In an ideal world, this double live record would have been released in 1989 as a capper to Iron Maiden’s incredible 1980s period. Even if the band felt that the 1982 Hammersmith Odeon recording was a little too early for their first live album, the 1988 Birmingham NEC recording should have been given well-deserved attention as Maiden’s second live album, a perfect release to fill the gap of their first year off.
Almost 25 years later, we can pretend it happened, ’cause here it is: Maiden England ’88 as a proper live album release for the very first time!

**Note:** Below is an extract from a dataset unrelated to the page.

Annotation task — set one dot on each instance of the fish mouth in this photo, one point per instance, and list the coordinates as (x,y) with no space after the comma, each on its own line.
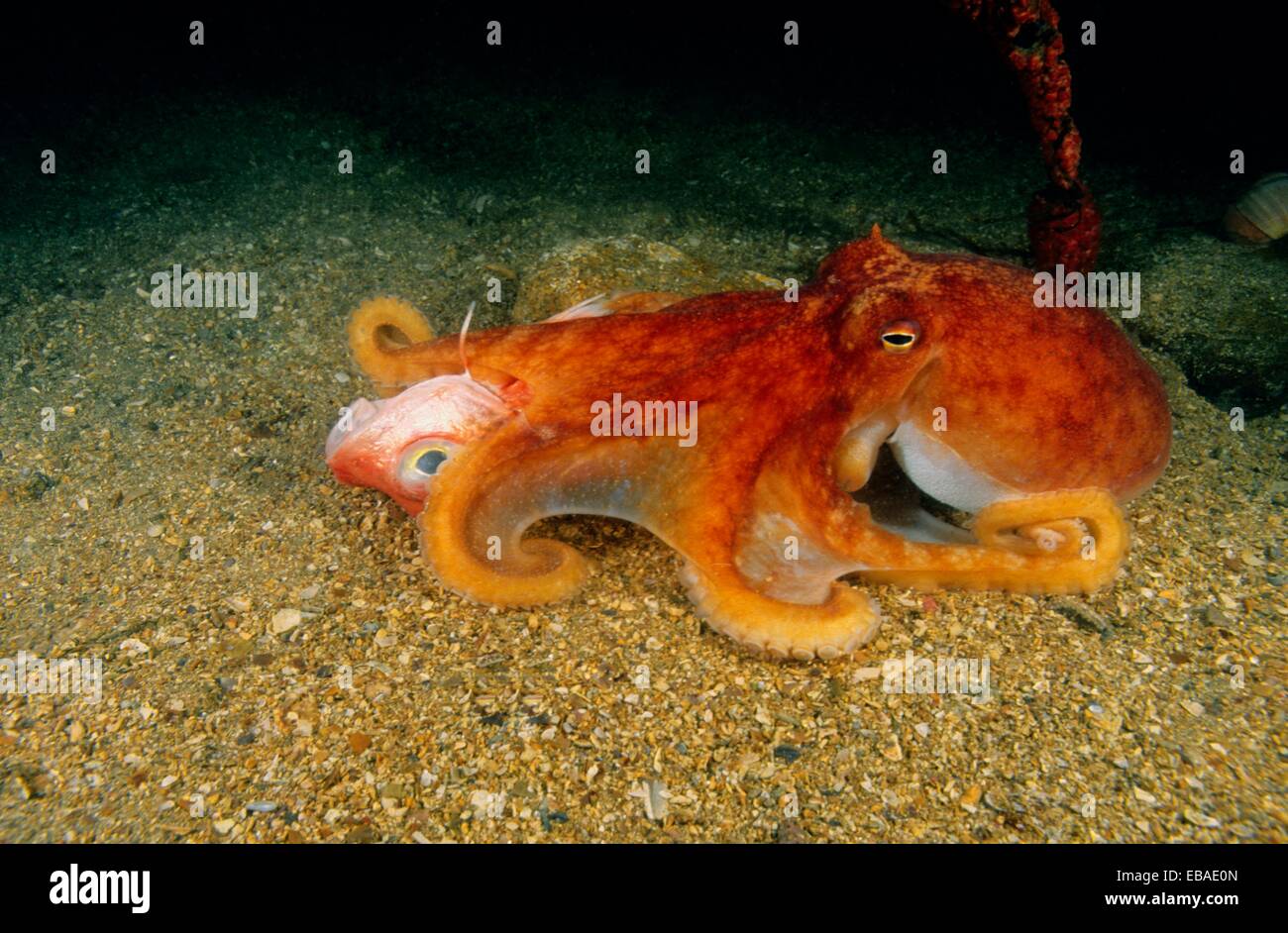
(360,413)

Maiden did record their Donington Monsters Of Rock appearance in 1988, as evidenced by live versions of The Clairvoyant, The Prisoner, and Heaven Can Wait all being released later that year. If producer Martin Birch had recorded a few more 1988 shows and given all of this the Live After Death fix-up treatment, Maiden England would have been a perfect book-end to an unbelievably prolific decade.
How does the album sound? The band is on great form, but Birch’s production has always been lacking in depth and clarity, in this reviewer’s opinion, possibly a consequence of the project only being geared towards VHS. Birch should have been hired to record the 1988 Hammersmith or Wembley concerts in addition to Birmingham and let Bruce Dickinson do some studio fixes, and we would have had something every bit as grand as Live After Death before it.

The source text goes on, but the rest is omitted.